Abstract

The Universe of Discourse
SLPs and teachers must understand the continuum of discourse development to support children’s acquisition of informational/expository skills. From very early on, information is incorporated into conversations parents have with young children. Moffett (1968) delineated a number of discourse-based genres that first occur in home contexts and then become more academically based. Referred to as a “universe of discourse,” Moffett proposed that children develop a variety of genres that serve different functions. These genres can be viewed along a developmental continuum from causal conversation to argumentation (see Table 1).
Universe of Discourse.
Conversations With Descriptions or Recordings
In conversations, persons engage in dialogue, talking about topics familiar to the speakers and frequently asking about and commenting on immediate contexts and events. In a somewhat more structured conversation they “record” or describe what is happening. When engaged in recording, a speaker has long stretches of monologues that tend to require longer phrases and sentences and more explicit vocabulary.

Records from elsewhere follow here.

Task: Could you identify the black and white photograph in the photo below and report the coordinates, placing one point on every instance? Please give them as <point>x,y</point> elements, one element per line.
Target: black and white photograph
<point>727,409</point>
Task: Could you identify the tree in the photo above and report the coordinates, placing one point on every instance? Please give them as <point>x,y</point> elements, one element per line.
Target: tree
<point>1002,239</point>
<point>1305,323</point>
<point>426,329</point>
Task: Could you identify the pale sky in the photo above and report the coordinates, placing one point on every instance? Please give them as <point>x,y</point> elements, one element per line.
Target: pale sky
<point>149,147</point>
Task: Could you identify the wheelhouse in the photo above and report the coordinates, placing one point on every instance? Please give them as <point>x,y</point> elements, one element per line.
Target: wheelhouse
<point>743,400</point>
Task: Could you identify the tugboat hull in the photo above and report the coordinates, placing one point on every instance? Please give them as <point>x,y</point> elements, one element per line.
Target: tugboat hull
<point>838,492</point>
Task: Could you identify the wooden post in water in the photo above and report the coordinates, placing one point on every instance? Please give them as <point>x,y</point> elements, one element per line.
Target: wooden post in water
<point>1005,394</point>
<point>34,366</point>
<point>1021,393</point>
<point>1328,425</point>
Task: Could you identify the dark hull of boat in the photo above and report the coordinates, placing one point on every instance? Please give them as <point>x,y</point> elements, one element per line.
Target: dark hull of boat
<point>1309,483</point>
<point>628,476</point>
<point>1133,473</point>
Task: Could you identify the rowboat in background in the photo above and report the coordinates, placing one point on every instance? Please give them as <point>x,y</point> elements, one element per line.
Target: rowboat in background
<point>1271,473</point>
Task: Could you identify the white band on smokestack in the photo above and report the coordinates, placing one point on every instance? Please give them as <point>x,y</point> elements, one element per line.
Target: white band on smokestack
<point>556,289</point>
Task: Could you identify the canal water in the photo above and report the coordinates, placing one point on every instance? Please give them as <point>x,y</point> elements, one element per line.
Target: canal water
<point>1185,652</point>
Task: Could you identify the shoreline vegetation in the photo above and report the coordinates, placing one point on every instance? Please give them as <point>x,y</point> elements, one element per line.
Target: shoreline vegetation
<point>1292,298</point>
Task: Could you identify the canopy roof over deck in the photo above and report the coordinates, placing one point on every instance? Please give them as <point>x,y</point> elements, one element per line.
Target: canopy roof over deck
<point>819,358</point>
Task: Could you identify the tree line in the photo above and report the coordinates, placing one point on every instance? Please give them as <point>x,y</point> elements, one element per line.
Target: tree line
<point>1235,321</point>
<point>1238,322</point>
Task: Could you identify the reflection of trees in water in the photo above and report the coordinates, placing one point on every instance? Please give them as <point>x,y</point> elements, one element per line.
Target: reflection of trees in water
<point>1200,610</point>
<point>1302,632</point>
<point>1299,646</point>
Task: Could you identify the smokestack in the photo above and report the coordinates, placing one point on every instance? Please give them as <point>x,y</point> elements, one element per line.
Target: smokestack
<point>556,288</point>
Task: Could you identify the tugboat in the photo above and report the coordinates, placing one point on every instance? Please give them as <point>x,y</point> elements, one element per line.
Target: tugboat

Reports or Accounts of Past Events
Reporting, also referred to as narrating by Moffett, involves relating what happened. It typically involves talking about and giving accounts of past events, which may be less familiar to participants and more decontextualized than conversations within an immediate context. Typically, one narrates about a particular object, person, or event. In terms of content and structure, the process of reporting has been viewed as a bridge between conversation talk and expository discourse because its linguistic characteristics and cognitive demands are midway between conversation and exposition and contain elements of both (Westby, 1994).
Informational/Expository Discourse
Informational/expository discourse deals with conveying information. This genre involves a generalization about objects, persons, or events; it conveys “generally what happens” (Moffett, 1968). For example, rather than a story or personal experience about a specific duck, an informational text describes ducks in general.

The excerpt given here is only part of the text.